通報報奨金制度撤回を 5団体が県に求め懇談 茨城

茨城県の「いのち輝くいばらきの会」(田中重博筆頭代表)など5団体は3月23日、県労働政策課外国人適正雇用推進室へ「不法就労通報報奨金制度」撤回を求めて2回目の懇談を行いました。
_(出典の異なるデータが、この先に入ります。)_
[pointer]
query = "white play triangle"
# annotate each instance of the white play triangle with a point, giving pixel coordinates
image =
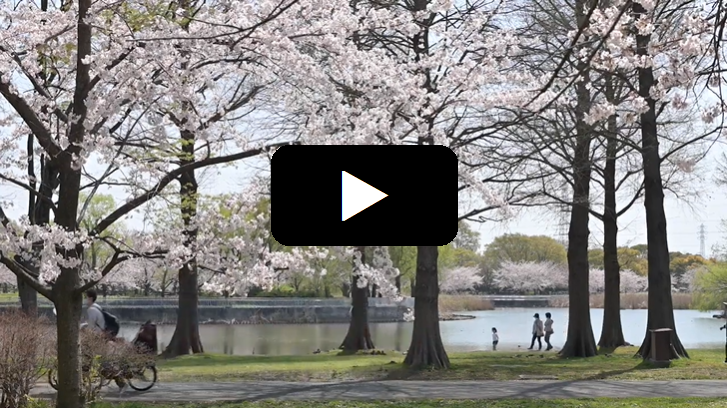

県は通報報奨金制度の運用にあたり、▽匿名の通報は受け付けない▽不法就労をしている事業者が対象▽外国人個人の情報は受け付けない─と説明。参加者の「不法就労は犯罪か」との質問に、「不法就労外国人を雇っている事業所は(出入国管理法違反の)犯罪で通報の対象にするが、不法就労の外国人は通報の対象にしない」と回答しました。

懇談に参加した農民連のメンバーは、農家が外国人を雇う場合に最低賃金以上の賃金のほかに、住宅費や派遣会社に払う必要があることを指摘し、「日本人を雇うよりも外国人の方が人件費が高くなる。それでも外国人労働者を雇わなければやっていけない農家に対する経済的支援が必要だ」と力説。不法就労の原因と背景を明らかにし、「不法就労の状態を解消することが何より大事なことだ」と求めました。

いばらきの会が17日に申し入れた、「公共の場所での県職員による偏見や差別発言への抗議」に対して、外国人適正雇用推進室長は「推進室にはそういった発言をするものはいない」と弁明し、「県としては、いろいろな意見に対し公正な行政運営に努めていく」と答えました。